Review of patient #3's medical record failed to show a comprehensive assessment was completed on admission and failed to show a comprehensive assessment was completed yearly thereafter.
4. Patient #4 was admitted on 5/28/19.
Review of patient #4's medical record failed to show a comprehensive assessment was completed within 14 days following admission.
5. Patient #6 was admitted on 3/8/19.
Review of patient #6's medical record failed to show a comprehensive assessment was completed within 14 days following admission.

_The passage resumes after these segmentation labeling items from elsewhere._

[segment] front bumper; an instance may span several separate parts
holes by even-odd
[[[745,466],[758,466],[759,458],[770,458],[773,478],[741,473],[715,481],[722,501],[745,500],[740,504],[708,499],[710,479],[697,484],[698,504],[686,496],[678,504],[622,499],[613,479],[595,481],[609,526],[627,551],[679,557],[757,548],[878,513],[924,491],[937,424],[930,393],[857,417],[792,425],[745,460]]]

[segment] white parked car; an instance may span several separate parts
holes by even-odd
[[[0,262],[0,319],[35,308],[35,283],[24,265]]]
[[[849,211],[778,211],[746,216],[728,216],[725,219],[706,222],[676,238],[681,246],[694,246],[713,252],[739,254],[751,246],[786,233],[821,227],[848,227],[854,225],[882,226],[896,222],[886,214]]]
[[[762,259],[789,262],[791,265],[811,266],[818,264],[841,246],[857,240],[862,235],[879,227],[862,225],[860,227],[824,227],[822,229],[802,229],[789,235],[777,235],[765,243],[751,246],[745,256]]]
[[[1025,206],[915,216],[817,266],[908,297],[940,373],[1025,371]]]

6. Patient #10 was admitted on 8/15/16.
Review of patient #10's medical record failed to show a comprehensive assessment was completed within 14 days following admission and failed to show a comprehensive assessment was completed yearly.
During an interview on 8/7/19 at 2:25 p.m., staff member F stated the facility had identified the need for collecting data for a comprehensive assessment but had not begun to complete a comprehensive assessment yet. Staff member F stated every patient received a physical assessment on admission and weekly with their bath.